Услыхав слова Саблера, Берович вдруг принял вид отрешенно‑рассеянный и начал крутить в пальцах карандаш. Для тех, кто хорошо знал его, это служило несомненным признаком Пришествия Идеи. Организационные идейки, посещавшие Беровича, чаще всего были не Бог весть какими оригинальными. Да что там, для людей с систематическим образованием, они и вообще по большей части были общим местом. Принципиальным отличием была деталировка и особая манера реализации, так что даже самые банальные его размышлизмы имели, порой, самые далеко идущие последствия.
– Саша, вы совершенно меня не слушаете, – совершенно тем же тоном продолжил Саблер, – очевидно, ваша мама не учила вас в вашем же детстве, что крутить карандаши в руках – дурная привычка. Тем более, что это хороший чешский карандаш "Кох‑и‑нор", теперь таких не найдешь ни за какие деньги.
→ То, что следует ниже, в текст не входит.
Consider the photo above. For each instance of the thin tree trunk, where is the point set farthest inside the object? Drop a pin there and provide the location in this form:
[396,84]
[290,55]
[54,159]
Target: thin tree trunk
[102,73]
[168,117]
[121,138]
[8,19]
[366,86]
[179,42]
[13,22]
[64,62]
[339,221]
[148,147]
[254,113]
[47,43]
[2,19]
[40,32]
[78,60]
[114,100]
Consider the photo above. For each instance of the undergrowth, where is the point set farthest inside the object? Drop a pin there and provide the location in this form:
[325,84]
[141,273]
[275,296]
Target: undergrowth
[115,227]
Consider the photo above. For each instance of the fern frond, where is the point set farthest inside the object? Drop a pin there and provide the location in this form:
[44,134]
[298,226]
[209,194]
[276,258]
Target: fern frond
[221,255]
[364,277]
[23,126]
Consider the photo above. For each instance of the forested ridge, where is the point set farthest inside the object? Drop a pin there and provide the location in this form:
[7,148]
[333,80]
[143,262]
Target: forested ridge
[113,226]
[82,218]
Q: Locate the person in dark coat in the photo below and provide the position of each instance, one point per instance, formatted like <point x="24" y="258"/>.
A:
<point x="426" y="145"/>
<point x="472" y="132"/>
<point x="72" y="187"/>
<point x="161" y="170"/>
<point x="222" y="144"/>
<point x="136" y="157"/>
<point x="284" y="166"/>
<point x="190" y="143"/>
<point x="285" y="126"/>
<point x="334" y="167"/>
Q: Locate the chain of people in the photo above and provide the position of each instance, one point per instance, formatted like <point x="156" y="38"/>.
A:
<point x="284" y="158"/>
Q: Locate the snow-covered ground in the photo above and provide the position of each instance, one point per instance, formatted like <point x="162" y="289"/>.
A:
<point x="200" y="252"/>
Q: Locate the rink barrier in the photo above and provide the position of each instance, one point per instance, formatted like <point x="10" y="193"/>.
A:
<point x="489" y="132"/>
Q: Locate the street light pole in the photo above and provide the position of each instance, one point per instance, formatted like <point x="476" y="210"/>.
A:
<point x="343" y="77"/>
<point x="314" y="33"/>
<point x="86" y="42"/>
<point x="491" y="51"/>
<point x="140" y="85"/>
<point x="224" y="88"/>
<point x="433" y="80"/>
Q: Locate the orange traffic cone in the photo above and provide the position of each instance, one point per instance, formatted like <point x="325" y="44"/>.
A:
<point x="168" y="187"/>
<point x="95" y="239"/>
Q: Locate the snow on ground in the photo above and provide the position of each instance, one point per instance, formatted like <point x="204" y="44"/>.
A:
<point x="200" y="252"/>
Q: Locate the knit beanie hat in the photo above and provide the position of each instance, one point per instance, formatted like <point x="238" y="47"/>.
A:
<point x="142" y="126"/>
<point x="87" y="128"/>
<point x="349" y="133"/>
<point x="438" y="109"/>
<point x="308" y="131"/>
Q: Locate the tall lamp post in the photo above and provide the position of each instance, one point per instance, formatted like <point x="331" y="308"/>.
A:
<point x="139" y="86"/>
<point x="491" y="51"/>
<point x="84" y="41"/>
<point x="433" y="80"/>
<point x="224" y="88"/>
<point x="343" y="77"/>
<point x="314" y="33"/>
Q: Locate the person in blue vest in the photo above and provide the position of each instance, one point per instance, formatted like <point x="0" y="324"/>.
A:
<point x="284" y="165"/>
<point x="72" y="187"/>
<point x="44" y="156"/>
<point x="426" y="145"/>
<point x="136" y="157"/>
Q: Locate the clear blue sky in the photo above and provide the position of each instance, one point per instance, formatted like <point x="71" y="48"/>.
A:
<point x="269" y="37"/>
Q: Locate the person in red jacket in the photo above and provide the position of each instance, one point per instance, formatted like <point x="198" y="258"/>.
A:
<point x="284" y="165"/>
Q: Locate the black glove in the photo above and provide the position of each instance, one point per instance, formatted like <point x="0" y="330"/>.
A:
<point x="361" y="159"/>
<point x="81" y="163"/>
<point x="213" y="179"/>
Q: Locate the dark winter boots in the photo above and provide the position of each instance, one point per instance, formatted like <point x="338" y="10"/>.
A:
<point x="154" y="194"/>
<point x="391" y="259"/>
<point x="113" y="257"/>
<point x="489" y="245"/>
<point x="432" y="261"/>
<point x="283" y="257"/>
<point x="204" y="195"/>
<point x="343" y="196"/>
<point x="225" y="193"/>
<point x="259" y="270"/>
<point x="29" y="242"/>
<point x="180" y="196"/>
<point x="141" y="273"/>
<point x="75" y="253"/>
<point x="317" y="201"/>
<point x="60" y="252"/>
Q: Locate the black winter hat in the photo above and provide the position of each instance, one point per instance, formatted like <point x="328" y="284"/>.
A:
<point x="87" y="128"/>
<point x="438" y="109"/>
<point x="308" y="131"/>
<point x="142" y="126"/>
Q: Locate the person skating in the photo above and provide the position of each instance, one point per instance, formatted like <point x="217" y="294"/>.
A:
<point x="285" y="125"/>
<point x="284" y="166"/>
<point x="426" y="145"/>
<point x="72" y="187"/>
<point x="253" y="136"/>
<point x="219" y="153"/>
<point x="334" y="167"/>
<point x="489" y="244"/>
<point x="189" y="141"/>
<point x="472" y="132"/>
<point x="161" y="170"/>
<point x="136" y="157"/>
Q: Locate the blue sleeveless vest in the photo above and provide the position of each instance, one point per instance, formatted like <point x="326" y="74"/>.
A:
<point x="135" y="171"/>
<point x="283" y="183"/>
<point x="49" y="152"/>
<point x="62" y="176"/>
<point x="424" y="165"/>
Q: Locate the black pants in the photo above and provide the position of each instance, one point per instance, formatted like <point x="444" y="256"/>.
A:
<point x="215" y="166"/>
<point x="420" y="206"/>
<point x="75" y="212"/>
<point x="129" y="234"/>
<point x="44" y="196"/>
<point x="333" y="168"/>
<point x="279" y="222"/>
С этими словами Яков Израилевич попытался своими мягкими, как вареные сосиски, белыми пальцами вынуть из рук у собеседника злосчастный карандаш, но не тут‑то было.
– А!?
Машинально уводя игрушку в сторону от посягательств, Берович слишком сильно ее сжал. Раздался тихий треск, и он опомнился, с изумлением глядя на расщепившуюся деревяшку и переломанный в трех местах грифель. Будучи, в общем. далеко не силачом, пальцами Саня, перенянчивший в руках за свою короткую жизнь сотни тонн Холодного Железа и прочих металлов, мог запросто скрутить умеренно заржавевшую гайку или вытащить торчащий из доски гвоздь‑"сотку".
– Я говорил вам, – проворчал Саблер, забирая‑таки остатки карандаша из его рук, – и уже дайте сюда, попробую заточить, а то вы поленитесь…
– Дядя Яша. А с чего бы это вдруг такая забота? Вы же как раз не христианин…
– Да, слава Богу. – Кивнул головой Саблер. – Таки ничего подобного.
– …чтобы возлюблять врагов своих. Так в чем дело?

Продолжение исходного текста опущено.